Si peu d’heures, tant de procédés.

 

[Complément du 13 mai 2024]

Encore un : «Sa formation et ses favoris argentés lui permettaient de garder une certaine distance par rapport aux autres» (le Rendez-vous, p. 144.

 

[Complément du 16 juillet 2024]

«Snowflakes and relief cover me» (Can’t We Be Friends, p. 75).

 

Illustration : maison natale d’Elvis Presley à Tupelo, photo déposée sur Wikimedia Commons

 

Références

Bolduc, Charles, les Truites à mains nues. Nouvelles, Montréal, Leméac, 2012, 139 p.

Bryce, Denny S. et Eliza Knight, Can’t We Be Friends.
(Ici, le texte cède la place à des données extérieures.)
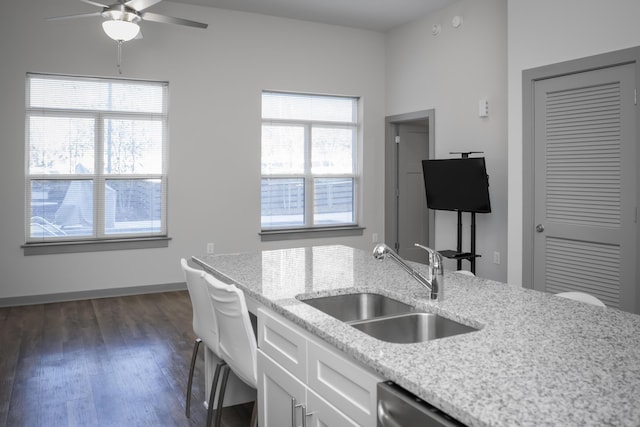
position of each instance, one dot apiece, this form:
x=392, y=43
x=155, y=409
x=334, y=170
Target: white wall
x=545, y=32
x=451, y=72
x=216, y=77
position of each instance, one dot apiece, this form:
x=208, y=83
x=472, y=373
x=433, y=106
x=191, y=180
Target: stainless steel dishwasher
x=399, y=408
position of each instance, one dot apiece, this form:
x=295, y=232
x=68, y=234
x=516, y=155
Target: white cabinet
x=300, y=376
x=284, y=401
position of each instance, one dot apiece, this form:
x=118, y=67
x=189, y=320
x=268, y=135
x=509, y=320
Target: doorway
x=410, y=138
x=581, y=184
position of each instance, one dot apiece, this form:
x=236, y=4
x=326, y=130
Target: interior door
x=585, y=185
x=413, y=218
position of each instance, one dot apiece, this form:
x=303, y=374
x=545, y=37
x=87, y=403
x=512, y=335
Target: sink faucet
x=436, y=270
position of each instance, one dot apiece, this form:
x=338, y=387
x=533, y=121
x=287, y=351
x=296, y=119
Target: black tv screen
x=457, y=184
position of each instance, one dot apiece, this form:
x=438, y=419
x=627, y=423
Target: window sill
x=49, y=248
x=310, y=233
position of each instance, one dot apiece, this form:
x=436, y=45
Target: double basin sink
x=387, y=319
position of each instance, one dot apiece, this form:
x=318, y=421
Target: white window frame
x=100, y=240
x=308, y=229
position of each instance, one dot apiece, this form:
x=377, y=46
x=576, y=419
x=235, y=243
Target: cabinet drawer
x=279, y=339
x=344, y=384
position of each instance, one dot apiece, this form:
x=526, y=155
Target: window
x=96, y=159
x=309, y=177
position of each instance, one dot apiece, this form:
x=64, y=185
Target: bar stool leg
x=196, y=346
x=212, y=394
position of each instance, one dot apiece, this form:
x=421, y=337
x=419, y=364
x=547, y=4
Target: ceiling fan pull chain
x=119, y=56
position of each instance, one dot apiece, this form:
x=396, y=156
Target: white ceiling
x=377, y=15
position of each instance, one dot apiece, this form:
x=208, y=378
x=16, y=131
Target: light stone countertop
x=537, y=360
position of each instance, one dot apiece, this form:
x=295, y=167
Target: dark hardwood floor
x=103, y=362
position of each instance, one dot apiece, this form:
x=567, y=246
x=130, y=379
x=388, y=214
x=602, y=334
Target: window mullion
x=308, y=178
x=98, y=183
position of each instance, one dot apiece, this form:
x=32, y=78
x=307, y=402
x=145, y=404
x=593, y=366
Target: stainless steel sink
x=412, y=327
x=353, y=307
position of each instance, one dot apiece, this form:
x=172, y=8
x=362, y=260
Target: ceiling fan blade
x=140, y=5
x=93, y=3
x=154, y=17
x=84, y=15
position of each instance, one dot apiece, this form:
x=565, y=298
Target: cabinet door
x=321, y=414
x=280, y=395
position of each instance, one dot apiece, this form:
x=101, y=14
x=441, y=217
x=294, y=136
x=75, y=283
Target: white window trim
x=310, y=230
x=100, y=241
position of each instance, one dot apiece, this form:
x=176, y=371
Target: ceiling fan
x=121, y=19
A Novel of Ella Fitzgerald and Marilyn Monroe, New York, William Morrow, 2024, 374 p.

Claudel, Philippe, Meuse l’oubli, Paris, Stock, 2006, 152 p. Édition originale : 1999.

Hébert, François, le Rendez-vous. Roman, Montréal, Quinze, coll. «Prose entière», 1980, 234 p.
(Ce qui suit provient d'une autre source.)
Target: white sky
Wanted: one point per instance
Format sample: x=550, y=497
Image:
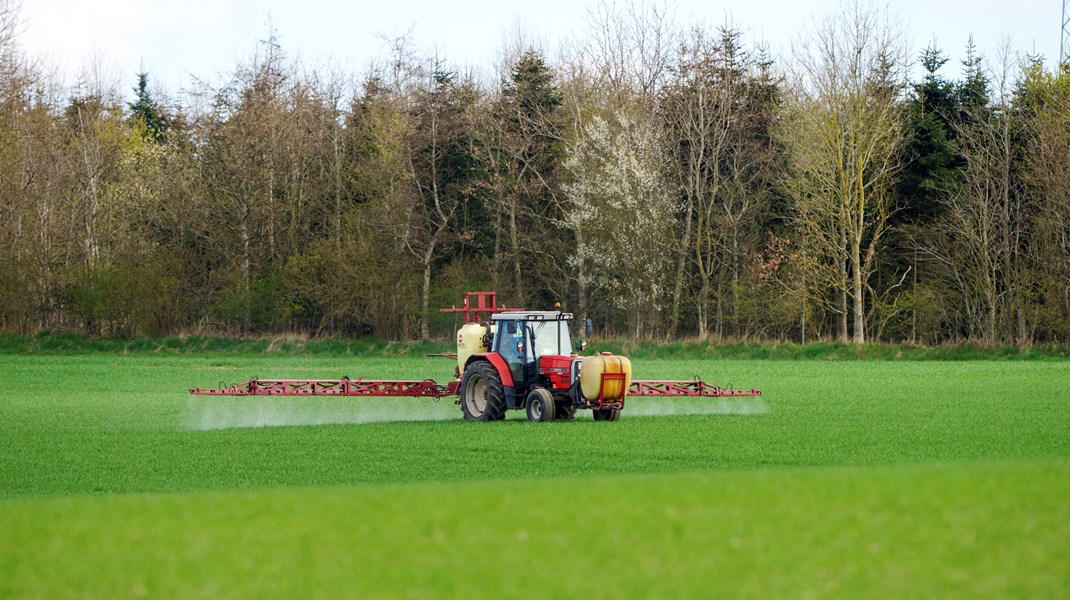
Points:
x=177, y=40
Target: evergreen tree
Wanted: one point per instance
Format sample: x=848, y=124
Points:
x=933, y=164
x=148, y=112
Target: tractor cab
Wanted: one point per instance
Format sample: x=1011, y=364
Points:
x=522, y=338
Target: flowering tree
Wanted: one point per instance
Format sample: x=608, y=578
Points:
x=621, y=210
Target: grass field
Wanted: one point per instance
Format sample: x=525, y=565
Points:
x=852, y=479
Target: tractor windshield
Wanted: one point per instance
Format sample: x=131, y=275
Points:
x=550, y=337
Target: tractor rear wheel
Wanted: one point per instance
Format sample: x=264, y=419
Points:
x=482, y=394
x=607, y=414
x=539, y=405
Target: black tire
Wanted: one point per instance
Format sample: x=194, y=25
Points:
x=539, y=405
x=607, y=414
x=564, y=411
x=482, y=394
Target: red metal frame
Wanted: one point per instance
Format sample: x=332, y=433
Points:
x=685, y=388
x=429, y=388
x=346, y=386
x=486, y=304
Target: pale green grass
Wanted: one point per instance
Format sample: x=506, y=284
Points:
x=846, y=479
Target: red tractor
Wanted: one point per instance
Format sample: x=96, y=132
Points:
x=524, y=359
x=508, y=358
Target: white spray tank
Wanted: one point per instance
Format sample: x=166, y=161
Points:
x=471, y=339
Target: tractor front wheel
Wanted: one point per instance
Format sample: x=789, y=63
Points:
x=539, y=405
x=483, y=396
x=607, y=414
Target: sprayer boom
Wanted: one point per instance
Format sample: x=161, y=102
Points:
x=428, y=388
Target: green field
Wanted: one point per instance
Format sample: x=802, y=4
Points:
x=879, y=479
Mémoires de madame de Genlis, Paris, Mercure de France, coll. «Le temps retrouvé», 2004, 390 p. Édition présentée et annotée par Didier Masseau. Édition originale : 1825.

Nesbø, Jo, le Bonhomme de neige. Une enquête de l’inspecteur Harry Hole, Paris, Gallimard, coll. «Folio policier», 575, 2008, 583 p. Traduction d’Alex Fouillet. Édition originale : 2007.

Van Gorp, Hendrik, Dirk Delabastita, Lieven D’hulst, Rita Ghesquiere, Rainier Grutman et Georges Legros, Dictionnaire des termes littéraires, Paris, Honoré Champion, coll. «Dictionnaires & références», 6, 2001, 533 p.